Nadat Giorgio in het casino aanvankelijk veel geld wint, maakt de duisternis zich in figuurlijke zin weer meester van de film. Zijn kansen aan de roulettetafel keren, terwijl de met een pijpje een sigaret rokende Mercier toekijkt. Gebruikmakend van superimposities (twee beelden over elkaar heen) worden ons door elkaar heen de angstige, starre blik van de zwetende hoofdpersoon, het geschuif met de fiches en het draaiende roulettewiel getoond. Uiteindelijk ziet de berooide Giorgio geen andere oplossing dan geld, dat de man met het snorretje hem te leen aanbiedt, aan te nemen. Mercier maakt ondertussen een afspraak met Giorgio’s vrouw. Om hun geldzorgen het hoofd te bieden, zal zij met instemming van haar man ingaan op zijn avances.

Scène uit Rotaie (1929) van Mario Camerini

Scène uit Rotaie (1929) van Mario Camerini

Maar een volgend keerpunt dient zich aan. Terwijl de vrouw zich op de kamer van haar aanbidder bevindt, waar zij zijn zoenen gedoogt, ijsbeert Giorgio vertwijfeld door zijn hotelkamer. Hij houdt het tenslotte niet uit en we zien hem de kamer van zijn mededinger binnenstormen, waar zijn vrouw in zijn armen rent. Het van Mercier geleende geld smijt Giorgio op de grond.

Noodgedwongen verlaat het stel opnieuw bij nacht en ontij een dit keer zeer luxueus hotel. Innig gearmd lopen ze naar een bankje in het park, waarop ze proberen te slapen terwijl ze elkaar warm houden. De volgende ochtend zien ze opnieuw een stoomtrein passeren. Wederom een teken.

Bij daglicht zitten ze met hun smoking en baljurk nog aan een beetje onwennig tussen de overige treinpassagiers, die zo te zien tot de arbeidersklasse behoren. Een vrouw geeft ongegeneerd haar baby de borst, mannen delen sigaretten uit en kinderen snoep. Al gauw laat het tweetal zich opnemen in de ongedwongen sfeer.

De slotscène opent met een beeld van de rokende schoorstenen van een fabrieksstad. Met grote stuurwielen (een derde verschijningsvorm van ‘het rad van fortuin’) worden de machines aangestuurd waar Giorgio nu aan werkt. Hij wordt afgelost en loopt met collega-arbeiders de fabriekshal uit. Aan de poort wacht zijn vrouw met de lunch.

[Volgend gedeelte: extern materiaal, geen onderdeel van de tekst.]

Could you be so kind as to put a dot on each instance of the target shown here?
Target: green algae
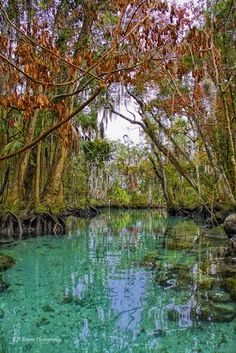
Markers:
(96, 290)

De morele les van deze film lijkt op het eerste gezicht eenvoudig: ‘Eerlijk duurt het langst’. Toch kun je niet spreken van een typisch maatschappijbevestigende film uit de hoogtijdagen van het fascistische Italië. Sovjet-Russische films uit die tijd predikten op een vergelijkbare manier het arbeidsethos en de eerbaarheid van de gewone man. Bovendien is er de opvallende ‘rad van fortuin-symboliek’. Rijkdom en armoede zijn een kwestie van geluk en pech, laat Rotaie zien. En voorts dat de armen hun saamhorigheid als remedie kunnen inzetten tegen hun onfortuin, met de liefde tussen man en vrouw als de meest uitgelezen vorm van die saamhorigheid. De trein als bewegende openbare ruimte die vergezichten opent, functioneert daarbij als de plaats waar de eenling ongeacht zijn voorbestemde lot mens kan zijn tussen zijn medemensen.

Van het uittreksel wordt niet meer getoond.